Europe's got a lot of problems. Asia's got a lot of problems. You look at China, China's had the worst year they've had in 27 years. They want to make a deal with us. I'm not ready to make a deal, unless they make the right kind of a deal. I'm not ready to make a deal. So I don't know. But I will say this. Something will happen, maybe soon and maybe a little bit later. But China very much wants to make deal.


UNIDENTIFIED REPORTER: What kind of tax cuts would you look at? We heard a cut in the payroll tax, indexing capital gains. What would you accept?

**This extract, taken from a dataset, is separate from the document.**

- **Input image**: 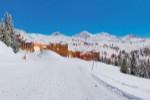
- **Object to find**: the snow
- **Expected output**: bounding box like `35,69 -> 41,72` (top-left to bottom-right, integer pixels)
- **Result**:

TRUMP: We've been talking about indexing for a long time. And many people like indexing. It can be done directly by me. We've been looking at that. I can do it directly. We're talking about indexing.

And we're always looking at the capital gains tax, payroll tax. We're looking at -- I would love to do something on capital gains. We're talking about that. It's a big deal. Goes through Congress.

Payroll tax is something we think about. And a lot of people would like to see that. That very much affects the workers of our country. We have a lot of workers.

Right now, by the way, we have more people working today than we've ever had before in the history of our country. We have almost 160 million people working today.

I think the word "recession" is a work that's inappropriate because it's just a word that the -- certain people -- I'm going to be kind -- certain people and the media are trying to build up, because they'd love to see a recession. We're very far from a recession. 2 [15:00:09] In fact, if the Fed would do its job, I think it would have a tremendous spurt of growth -- a tremendous spurt.